Mens achter de ziekte

spiegel / 'Een half jaar later beklom ik met mijn zoon een drieduizender'

Beeld Charlotte van der Kooij

Karin Anema (1955) is schrijfster. Van haar verschenen onder meer De groeten aan de koningin, De laatste grens, Vandaag koop ik alle kleuren, Boegwater, Diepe zakken en De wet van de stilte. Een aantal van haar elf boeken werd genomineerd en vertaald. Onlangs verscheen Kraaienmars – de dood in verschillende culturen.

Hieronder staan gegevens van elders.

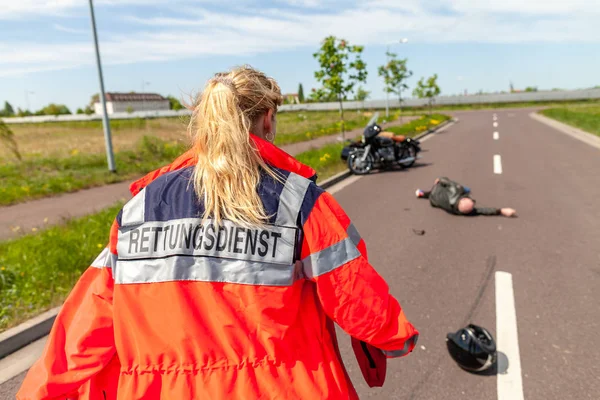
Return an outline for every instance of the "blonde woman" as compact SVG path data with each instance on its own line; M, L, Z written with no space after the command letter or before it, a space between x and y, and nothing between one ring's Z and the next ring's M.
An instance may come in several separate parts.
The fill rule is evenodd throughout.
M208 81L192 149L132 185L18 399L357 398L331 320L384 359L413 350L347 215L272 144L281 101L250 67Z

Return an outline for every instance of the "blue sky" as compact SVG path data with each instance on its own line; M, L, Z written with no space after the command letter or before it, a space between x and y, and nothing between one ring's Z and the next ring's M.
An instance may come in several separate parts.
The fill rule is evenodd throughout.
M386 44L442 94L600 85L598 0L96 0L107 91L185 97L248 63L284 92L317 87L312 53L330 34L365 46L371 98ZM98 91L87 0L0 0L0 107L83 107Z

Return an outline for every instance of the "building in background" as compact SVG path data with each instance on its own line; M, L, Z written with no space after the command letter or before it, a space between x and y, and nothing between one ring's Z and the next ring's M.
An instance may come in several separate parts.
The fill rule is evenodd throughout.
M283 97L283 104L300 104L298 93L282 94L281 97Z
M106 112L110 114L135 111L169 110L169 99L156 93L106 93ZM102 104L94 103L94 112L102 114Z

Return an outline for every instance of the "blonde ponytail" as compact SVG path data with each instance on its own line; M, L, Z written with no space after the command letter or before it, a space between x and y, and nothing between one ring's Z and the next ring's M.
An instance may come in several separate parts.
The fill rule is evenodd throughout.
M217 74L197 103L189 132L198 156L193 181L203 218L240 225L267 222L257 187L261 170L278 179L250 140L252 122L281 104L277 83L250 67Z

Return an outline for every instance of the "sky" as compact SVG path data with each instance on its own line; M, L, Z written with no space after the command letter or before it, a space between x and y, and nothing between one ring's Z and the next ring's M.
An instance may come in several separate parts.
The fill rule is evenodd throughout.
M95 0L106 91L189 99L250 64L285 93L319 87L328 35L365 46L371 99L387 46L442 94L600 85L598 0ZM407 43L400 39L407 38ZM0 0L0 107L72 111L99 91L87 0ZM28 105L29 104L29 105Z

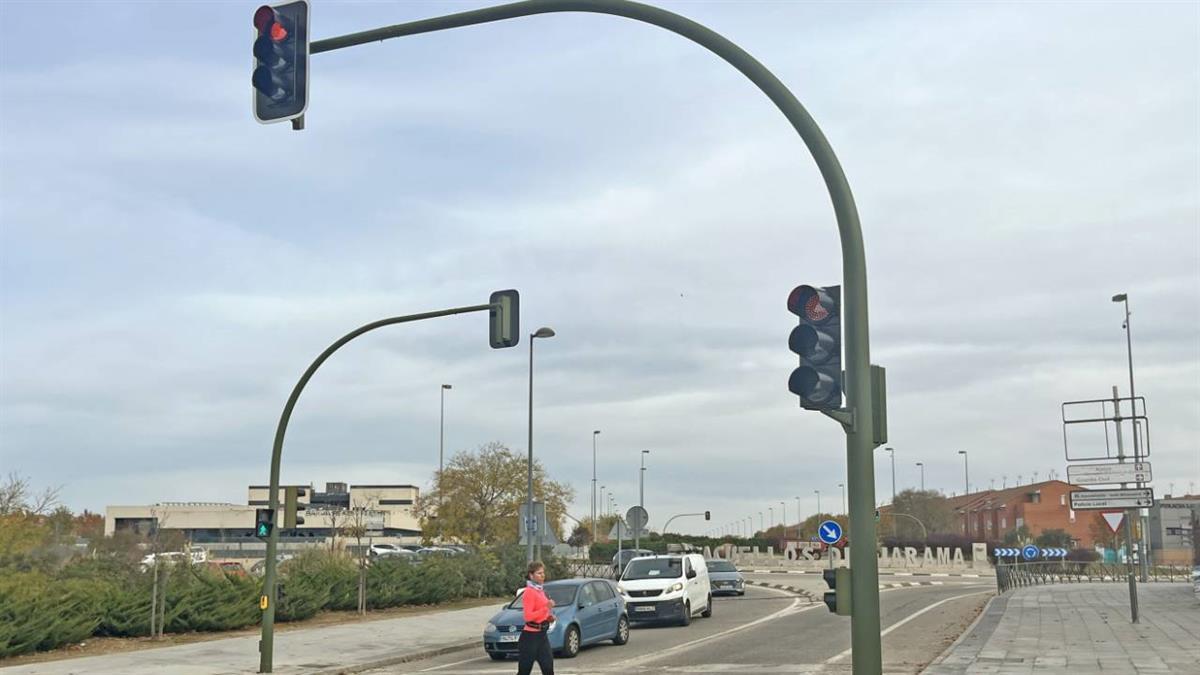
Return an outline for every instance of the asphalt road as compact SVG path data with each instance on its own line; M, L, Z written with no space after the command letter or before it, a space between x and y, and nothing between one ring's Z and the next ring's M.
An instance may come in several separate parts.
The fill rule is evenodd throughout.
M884 671L919 672L971 623L992 593L991 583L978 581L882 591ZM555 672L839 673L850 672L849 648L849 617L792 593L748 587L743 597L717 598L712 618L697 617L688 627L639 626L629 644L586 648L574 659L557 659ZM515 661L493 662L482 647L371 671L513 672Z

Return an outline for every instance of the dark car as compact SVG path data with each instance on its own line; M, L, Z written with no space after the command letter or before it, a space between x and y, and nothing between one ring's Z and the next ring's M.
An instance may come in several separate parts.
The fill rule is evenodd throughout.
M612 559L613 574L620 579L621 574L625 571L625 566L629 564L630 560L633 560L634 558L643 558L648 555L654 555L654 551L644 548L625 548L617 551L615 554L613 554ZM618 558L620 558L619 561L617 560Z
M625 598L613 582L606 579L562 579L544 586L546 597L554 603L554 627L550 629L550 648L571 658L585 645L612 640L629 642L629 615ZM504 606L483 629L483 649L494 660L516 655L517 640L525 626L522 595Z
M746 594L746 580L733 563L728 560L705 560L708 565L708 579L712 582L712 594L732 595Z

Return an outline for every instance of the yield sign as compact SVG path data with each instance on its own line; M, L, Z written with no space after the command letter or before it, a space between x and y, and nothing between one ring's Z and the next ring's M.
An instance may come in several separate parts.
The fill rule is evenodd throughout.
M1104 516L1104 522L1108 523L1108 529L1117 533L1117 528L1121 527L1121 521L1125 520L1124 511L1103 511L1100 515Z

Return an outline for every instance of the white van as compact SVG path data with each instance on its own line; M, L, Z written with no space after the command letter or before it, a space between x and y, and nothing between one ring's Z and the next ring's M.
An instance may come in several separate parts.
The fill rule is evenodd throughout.
M697 553L634 558L617 585L630 621L678 621L712 616L708 566Z

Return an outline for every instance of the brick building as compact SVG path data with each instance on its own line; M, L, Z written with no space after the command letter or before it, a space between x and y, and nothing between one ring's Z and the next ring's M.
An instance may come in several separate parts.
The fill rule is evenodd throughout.
M1002 490L983 490L949 499L959 516L959 534L976 541L1000 541L1022 525L1031 537L1046 530L1064 530L1076 547L1095 545L1093 523L1096 511L1075 511L1070 493L1087 488L1061 480L1018 485Z

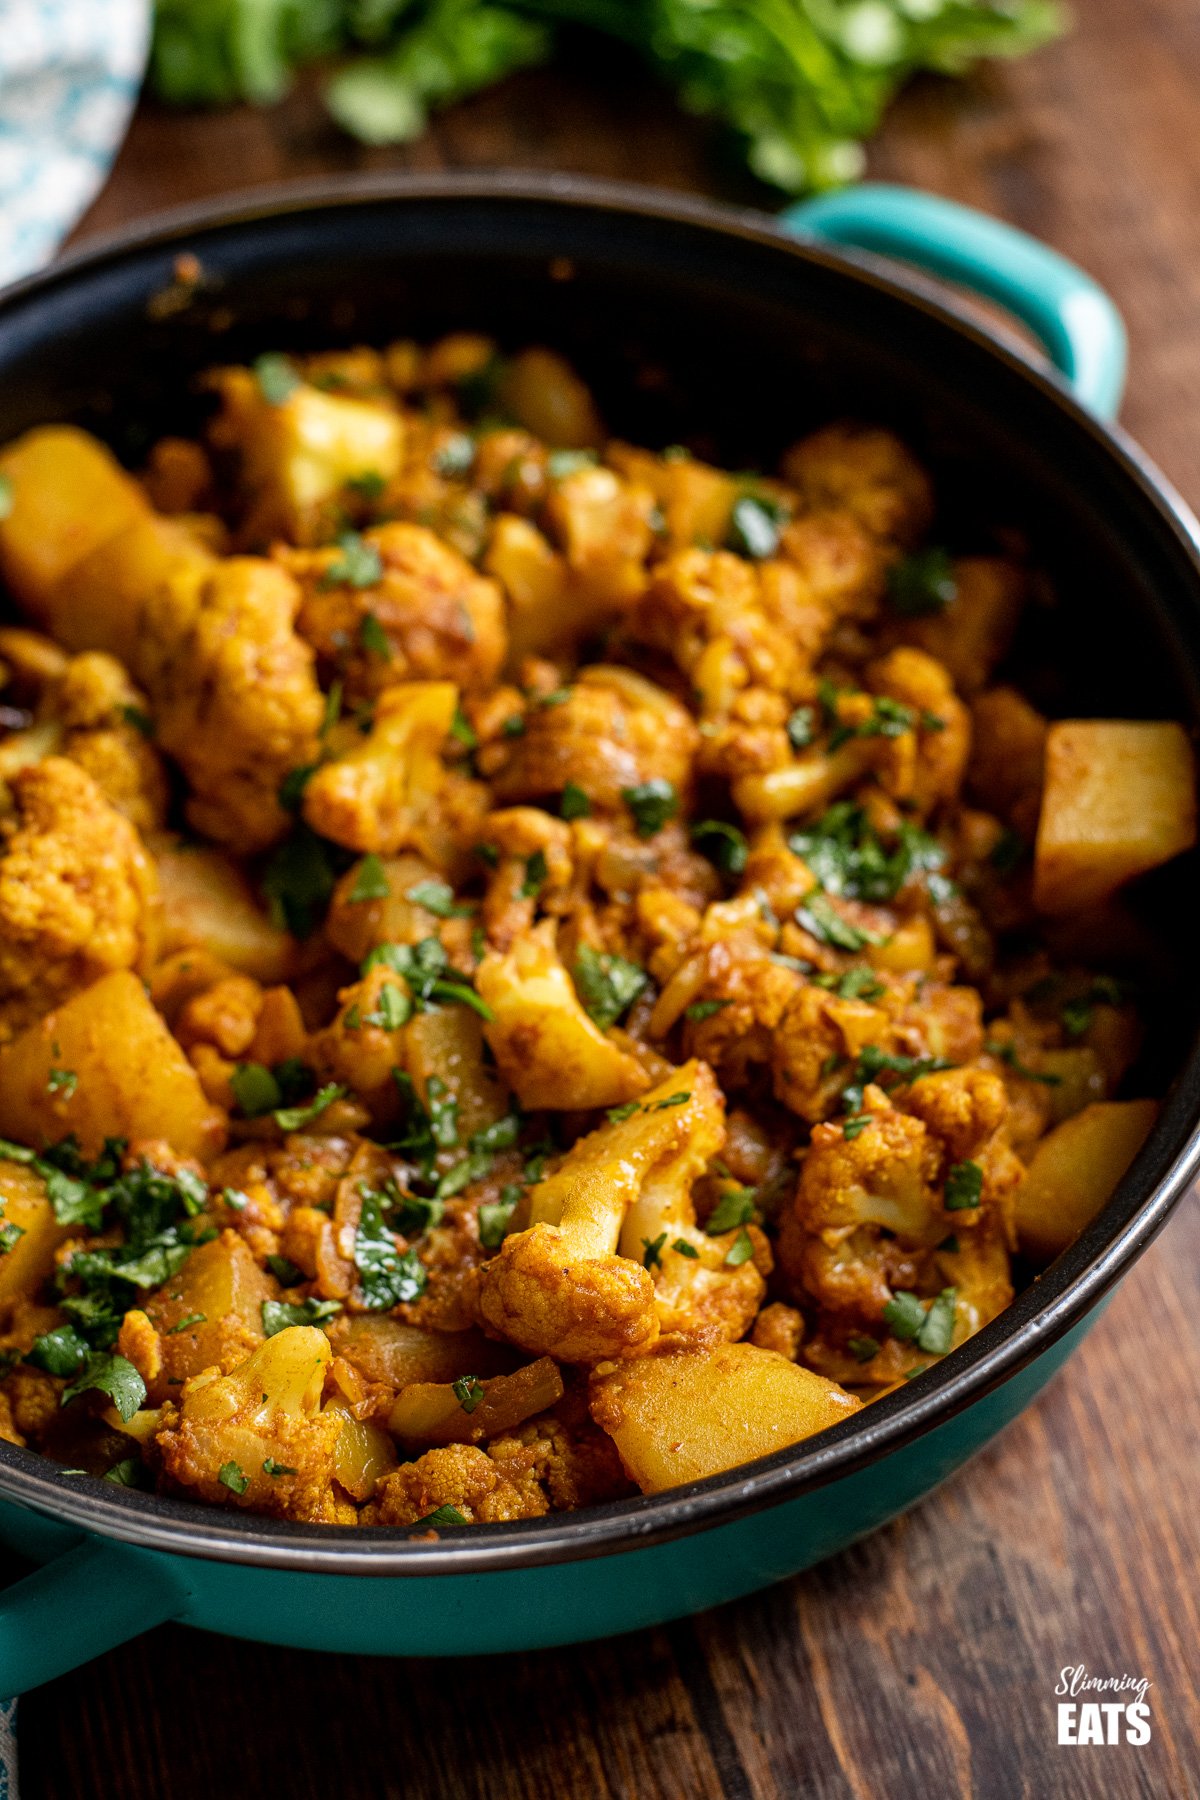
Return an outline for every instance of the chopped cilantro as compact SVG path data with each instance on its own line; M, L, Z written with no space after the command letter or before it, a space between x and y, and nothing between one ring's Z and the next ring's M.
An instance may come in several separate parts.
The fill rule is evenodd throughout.
M164 1337L177 1337L181 1331L190 1331L192 1329L193 1325L207 1325L207 1323L208 1323L208 1314L207 1313L201 1313L201 1312L188 1313L185 1318L180 1319L178 1325L168 1326L167 1330L164 1331L163 1336Z
M135 731L140 731L144 738L154 736L154 720L140 706L132 706L127 702L121 708L121 717L127 725L132 725Z
M272 853L263 875L263 893L276 924L296 937L308 937L325 916L341 866L334 845L298 824Z
M256 358L254 379L268 406L282 406L300 386L300 376L291 357L281 356L277 351L268 351L265 356Z
M604 1116L610 1125L619 1125L622 1119L631 1119L637 1111L639 1107L636 1100L623 1100L620 1106L610 1106Z
M879 1343L878 1340L873 1337L848 1337L846 1339L846 1348L854 1358L855 1362L870 1362L873 1356L879 1355Z
M787 512L767 494L743 494L734 502L729 543L742 556L761 561L779 548L779 527Z
M731 1000L693 1000L690 1006L684 1007L683 1016L689 1024L699 1025L702 1020L711 1019L714 1013L722 1012L732 1004Z
M454 889L445 881L418 881L415 887L407 890L404 898L411 900L414 906L423 906L426 912L439 919L465 919L473 911L473 908L457 903Z
M362 1197L354 1236L354 1264L361 1277L363 1305L370 1312L390 1312L424 1291L424 1264L415 1250L403 1254L383 1222L378 1196Z
M663 1100L654 1100L646 1107L647 1112L665 1112L668 1106L686 1106L691 1099L691 1090L682 1089L677 1094L668 1094Z
M382 498L387 482L378 469L364 469L361 475L351 475L346 486L352 494L357 494L360 500L370 502Z
M586 819L592 810L592 803L577 782L568 781L563 788L558 802L559 817L563 819Z
M944 1356L954 1337L955 1288L943 1288L928 1311L916 1294L901 1290L888 1301L883 1317L892 1336L902 1343L915 1343L930 1356Z
M842 1126L842 1136L846 1139L847 1143L853 1143L854 1139L858 1137L860 1133L864 1132L870 1123L870 1113L855 1113L851 1118L847 1119L846 1123Z
M146 1398L146 1384L133 1364L123 1356L104 1350L95 1351L88 1357L74 1381L63 1389L60 1404L65 1406L68 1400L74 1400L77 1394L90 1388L108 1395L124 1423L132 1419Z
M479 1208L479 1241L485 1250L496 1250L504 1242L509 1221L524 1189L516 1182L500 1190L498 1200L485 1200Z
M525 879L521 883L521 899L534 899L545 886L549 872L544 850L535 850L532 856L527 856L525 858Z
M357 531L344 531L337 543L341 555L330 563L321 577L322 587L337 587L339 584L344 584L346 587L368 588L374 587L383 579L383 563L380 561L379 552L374 544L368 544L365 538L358 535ZM359 633L364 648L373 650L375 646L369 644L366 638L367 619L374 619L377 631L382 632L383 628L373 613L365 615ZM380 654L385 653L380 652ZM388 657L391 656L390 644L386 654Z
M843 919L828 894L810 894L796 908L796 923L811 932L818 943L830 944L835 950L863 950L868 944L879 942L874 932L864 931L858 925L852 925L849 919Z
M298 1471L296 1469L289 1468L287 1463L277 1462L273 1456L268 1456L263 1459L263 1474L270 1475L272 1479L276 1481L279 1480L281 1475L295 1475L297 1473Z
M391 891L387 870L375 852L369 850L358 865L358 874L347 898L357 905L361 900L386 900Z
M306 1125L311 1125L335 1100L341 1100L347 1091L340 1082L327 1081L303 1106L277 1106L275 1123L280 1131L303 1131Z
M665 1231L660 1231L656 1238L642 1239L642 1265L647 1269L661 1269L662 1247L667 1241Z
M505 719L503 725L500 727L500 735L501 737L524 737L524 715L522 713L513 713L511 717Z
M892 611L902 619L945 612L958 598L958 581L949 553L934 546L906 556L888 577L888 598Z
M73 1325L56 1325L53 1331L43 1331L34 1338L25 1361L35 1369L44 1369L47 1375L73 1375L86 1362L90 1348Z
M500 852L495 844L476 844L475 855L481 863L486 863L489 869L497 869L500 866Z
M229 1086L239 1112L247 1119L274 1112L283 1099L279 1083L263 1063L239 1063L229 1077Z
M636 963L590 944L579 946L571 974L584 1010L601 1031L629 1010L649 979Z
M434 471L453 480L458 475L468 475L471 464L475 461L475 440L465 431L455 431L439 444L430 457Z
M431 1075L425 1083L425 1105L429 1129L438 1149L457 1149L458 1096L451 1093L440 1075Z
M295 1287L304 1280L304 1270L298 1268L289 1257L277 1253L267 1258L267 1267L281 1287Z
M24 1236L25 1227L23 1225L15 1225L11 1219L0 1220L0 1256L7 1256Z
M264 1300L262 1303L262 1327L267 1337L274 1337L277 1331L286 1331L290 1325L319 1325L322 1319L331 1319L334 1313L340 1313L340 1300L318 1300L310 1294L307 1300Z
M897 1082L918 1081L922 1075L935 1075L953 1067L944 1057L894 1056L878 1044L864 1044L855 1059L850 1082L842 1089L842 1105L848 1113L861 1112L864 1087L868 1082L880 1087L891 1085L883 1079L885 1076L894 1076Z
M450 1386L454 1397L465 1413L473 1413L481 1400L487 1399L487 1390L478 1375L460 1375Z
M988 852L988 861L998 875L1011 875L1014 869L1020 867L1025 856L1024 838L1018 837L1015 831L1006 827Z
M695 1262L700 1255L695 1244L689 1244L686 1238L676 1238L671 1248L677 1255L686 1256L691 1262Z
M883 1309L885 1325L901 1343L911 1343L925 1323L925 1308L915 1294L900 1289Z
M145 1488L151 1485L149 1473L140 1456L123 1457L111 1469L106 1469L100 1479L111 1481L115 1487Z
M842 800L814 825L795 831L788 845L828 894L852 900L893 900L916 876L938 870L946 852L928 832L907 821L885 848L862 807Z
M746 867L746 834L724 819L701 819L692 826L692 843L722 875L740 875Z
M454 709L454 717L450 721L450 736L456 738L464 750L479 748L479 735L461 706Z
M289 769L279 784L278 800L284 812L298 813L304 801L304 790L317 772L316 763L306 763L303 768Z
M842 975L814 975L815 987L829 988L842 1000L878 1000L887 990L874 969L847 969Z
M221 1199L234 1212L242 1212L250 1204L250 1196L243 1194L240 1188L222 1188Z
M414 1519L408 1529L421 1531L428 1527L431 1530L437 1530L447 1525L465 1525L466 1522L466 1518L459 1512L457 1506L435 1506L433 1511L426 1513L423 1519Z
M659 776L640 782L637 787L622 788L621 798L633 814L640 838L654 837L679 811L678 794L669 781Z
M13 498L11 475L0 475L0 519L7 519L11 514Z
M816 708L798 706L787 722L787 734L793 750L807 750L817 735Z
M753 1217L754 1189L726 1188L705 1220L704 1229L709 1237L719 1237L723 1231L732 1231L735 1225L748 1225Z
M377 656L380 662L391 662L392 640L379 623L379 615L367 611L358 623L358 641L369 656Z
M79 1077L74 1069L51 1069L46 1082L46 1092L61 1094L65 1100L69 1100L78 1086Z
M977 1162L955 1163L946 1177L942 1205L947 1212L967 1212L983 1195L983 1170Z
M250 1477L244 1475L235 1462L222 1463L217 1470L217 1480L222 1487L227 1487L231 1494L244 1494L250 1486Z
M546 473L551 481L565 481L568 475L578 475L582 469L595 466L594 450L552 450L546 458Z
M738 1232L732 1244L730 1244L728 1250L725 1252L726 1266L730 1269L740 1268L744 1262L749 1262L753 1255L754 1239L743 1225L742 1229Z
M405 1237L424 1237L441 1223L445 1206L437 1194L407 1194L396 1189L392 1196L392 1224Z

De orthopeed draaide de heup van mijn twaalfjarige zoon naar buiten. “Het was toch dit been?”, vroeg hij korzelig. Hij draaide zich om naar de röntgen­foto en mompelde: “Ik zie botgroei. Dat kan niet.”

In de afgelopen jaren verliep ieder controlebezoek identiek: hij draaide de heup, keek naar de foto en zei, zonder mijn zoon aan te kijken: “Je mag en kan niet op dat been staan.” En tegen mij: “U moet zijn leven in de rolstoel accepteren. Hij is te oud voor de ziekte. Het is onbehandelbaar.”

Toen hij een keer de röntgenfoto meteen in zijn aktetas wegstopte, vroeg ik hem ons eerst tekst en uitleg te geven. Vergenoegd antwoordde hij dat hij de foto goed in zijn college over de ziekte van Perthes kon gebruiken om de uitzonderlijke vorm te laten zien: de heupkop was geheel afgestorven, het kind was te oud voor de ziekte, waardoor het bot niet kon teruggroeien.

Dit keer was de orthopeed van zijn à propos

Maar dit keer was de orthopeed van zijn à propos. Ik hielp hem uit zijn verwarring door te vertellen dat we intussen naar een zogeheten bottendokter in Suriname waren gegaan die hem met medicinale kruiden en wortels had behandeld. De heup én (met andere kruiden) het lichaam. Deze marron – nakomeling van de tot slaaf gemaakten – was wijd en zijd in en buiten Suriname bekend, onder meer onder bekende topsporters. Mijn zoon kon weer staan en lopen.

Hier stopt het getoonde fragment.